My sister often says that your qualities are gifts when you are in charge of them, but problems when they are in charge of you. A drive for excellence is an excellent thing, but perfectionism – when nothing is ever good enough unless it is “perfect” – can become a destructive force in our lives.
Getting stuck in the details of what’s lacking and forever measuring ourselves against some impossible standard can diminish our joy and ability to keep the big picture of what we truly most want to accomplish in mind.
One of my life tasks is to set boundaries with myself about my forms of perfectionism. We have a Kidpower saying that, “You don’t have to be perfect to be great!” A useful correllary is, “Trying too hard to be perfect can cause you to lose great.”

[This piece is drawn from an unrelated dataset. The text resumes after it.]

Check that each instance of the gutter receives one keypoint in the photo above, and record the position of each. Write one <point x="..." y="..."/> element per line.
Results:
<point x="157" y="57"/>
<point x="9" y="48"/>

For example, my perfectionism often takes the form of trying to do too much with way too little. Many people, when they try to fit too much activity into too small a “box” of time and resources, tend to have things they have promised to do and need to do spilling over the top and not getting done. More often, I tend to cram so much into my box of time that the whole box starts straining at the seams, which is hard on anyone sharing that box with me,not to mention myself.
As a recovering perfectionist about some aspects of my life (NOT housekeeping or cooking, however), here are a few things that I have found to be helpful:
1) Notice my anxiety about things not being perfect and focus on regaining perspective rather than on trying harder.
2) Before I try to fix something, ask myself, “Is this really important or am I being a nitpicker right now?”
3) Celebrate each moment, our mistakes as well as our successes. Remember that falling down is part of learning to walk. If we were to worry about each fall as being a failure to walk, our toddlers could get discouraged, Instead, we cheer toddlers on for each attempt, however shaky, and however often they plop onto the ground. Let’s start celebrating each moment for ourselves and others in each part of our lives.